The passage of Resolution 200 at the 2020 ABA Midyear Meeting in Austin, Texas, results in the California Lawyers Association receiving two new seats in the House.
Those seats are in addition to the five seats that the House approved transferring to the CLA from the State Bar of California at the 2019 ABA Midyear Meeting. The state bar will retain one seat.
The House’s approval of Resolution 200, which passed without any audible opposition, also gives the North Carolina Bar Association five of the six seats that the North Carolina State Bar relinquished last year.
The House took up the issue early Monday morning, so that the voluntary state bars’ new delegates could be certified and seated for the rest of the House’s session.
California’s state bar began giving up some of its 11 delegate seats in the aftermath of a legislatively mandated de-unification that was effective in 2018 and split off its sections to form the California Lawyers Association.
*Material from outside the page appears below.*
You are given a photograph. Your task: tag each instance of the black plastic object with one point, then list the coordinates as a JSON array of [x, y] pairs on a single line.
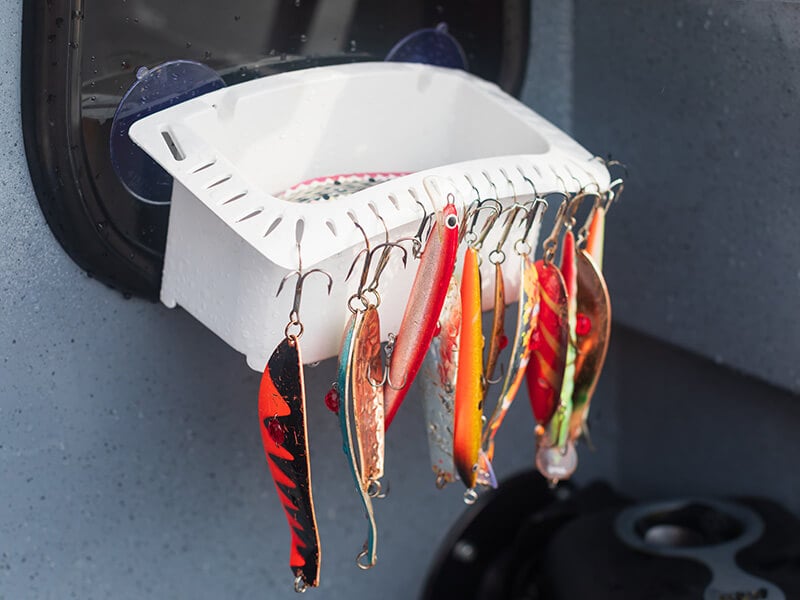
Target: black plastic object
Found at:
[[527, 542], [81, 56]]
Follow along with the ABA Journal’s coverage of the 2020 ABA Midyear Meeting here.
In a November 2019 letter to the House’s Committee on Credentials and Admissions, the California bar said it wanted to give up five of its six remaining delegate seats to the CLA as the final step in the separation of its work from the voluntary association. The CLA wrote a letter to the committee that same day seeking the five seats.
“CLA views the opportunity to participate even more fully in the critical work of the House with this transfer as being essential to the performance of its mission,” wrote CLA President Emilio Varanini.
The North Carolina State Bar informed the ABA in an August 2019 letter that it was relinquishing all six of its delegate seats in the House. The bar’s letter did not give a reason why the decision was made.
In light of the California and North Carolina mandatory state bars relinquishing their delegate seats, the House has formed a working group to examine issues surrounding state bar participation in the policymaking body.
The group, chaired by immediate-past ABA President Bob Carlson, has been tasked with developing recommendations by the 2020 ABA Annual Meeting that could address the issues voiced by some bars.
Working group member Janet Welch, the State Bar of Michigan’s executive director, said it will be important for the panel to remember that each state bar is unique.
“It doesn’t surprise me that there are different conclusions in different places about how to approach the interaction with the House of Delegates,” she said.